Qwen3-Embedding-0.6B-Q8

This repository contains an 8-bit quantized version of Qwen3-Embedding-0.6B using bitsandbytes.
The goal of this quantization is to reduce disk footprint and speed up inference while maintaining high model quality.

Quantization was performed with BitsAndBytesConfig(load_in_8bit=True) following the current recommended Hugging Face API (quantization_config argument).

Quantization Details

  • Method: BitsAndBytes 8-bit (LLM.int8)
  • Library: bitsandbytes (bnb)
  • Format: safetensors
  • Precision:
    • Weights: 8-bit int8
    • Activations / compute: FP16 or BF16 depending on hardware
  • Intended use: Low-memory inference on GPU or CPU

The quantized tensors are stored using bitsandbytes’s internal linear layers, referenced inside the safetensors file.

Transformers Usage

import torch
from torch import Tensor
import torch.nn.functional as F
from transformers import AutoModelForCausalLM, AutoTokenizer, BitsAndBytesConfig

def last_token_pool(last_hidden_states: Tensor,
                 attention_mask: Tensor) -> Tensor:
    left_padding = (attention_mask[:, -1].sum() == attention_mask.shape[0])
    if left_padding:
        return last_hidden_states[:, -1]
    else:
        sequence_lengths = attention_mask.sum(dim=1) - 1
        batch_size = last_hidden_states.shape[0]
        return last_hidden_states[torch.arange(batch_size, device=last_hidden_states.device), sequence_lengths]
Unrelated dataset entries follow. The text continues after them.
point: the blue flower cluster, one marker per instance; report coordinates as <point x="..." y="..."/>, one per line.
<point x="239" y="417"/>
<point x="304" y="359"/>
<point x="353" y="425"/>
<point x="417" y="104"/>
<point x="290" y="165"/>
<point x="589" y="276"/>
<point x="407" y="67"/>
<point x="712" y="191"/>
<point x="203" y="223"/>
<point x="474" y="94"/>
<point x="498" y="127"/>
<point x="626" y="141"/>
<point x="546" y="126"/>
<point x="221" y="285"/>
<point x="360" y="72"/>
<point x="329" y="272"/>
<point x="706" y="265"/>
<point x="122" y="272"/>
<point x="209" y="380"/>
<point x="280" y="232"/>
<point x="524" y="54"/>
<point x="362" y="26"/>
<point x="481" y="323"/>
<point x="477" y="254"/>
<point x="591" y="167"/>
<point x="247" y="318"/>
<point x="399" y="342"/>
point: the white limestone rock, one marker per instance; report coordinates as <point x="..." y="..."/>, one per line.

bnb_config = BitsAndBytesConfig(
    load_in_4bit=True,             # this enables 8-bit quantization
    llm_int8_threshold=6.0,        # defaults; safe values
    llm_int8_has_fp16_weight=False
)

model_id = "ManiKumarAdapala/Qwen3-Embedding-0.6B-Q8_0-Safetensors"

tokenizer = AutoTokenizer.from_pretrained(model_id, padding_side='left')
model = AutoModel.from_pretrained(model_id, quantization_config = bnb_config)

max_length = 1024 #fixed

input_texts = "Gravity is a force that attracts two bodies towards each other. It gives weight to physical objects and is responsible for the movement of planets around the sun."

# Tokenize the input texts
batch_dict = tokenizer(
    input_texts,
    padding=True,
    truncation=True,
    max_length=max_length,
    return_tensors="pt",
)
batch_dict.to(model.device)
outputs = model(**batch_dict)
embeddings_ = last_token_pool(outputs.last_hidden_state, batch_dict['attention_mask'])

# normalize embeddings
embeddings = F.normalize(embeddings_, p=2, dim=1)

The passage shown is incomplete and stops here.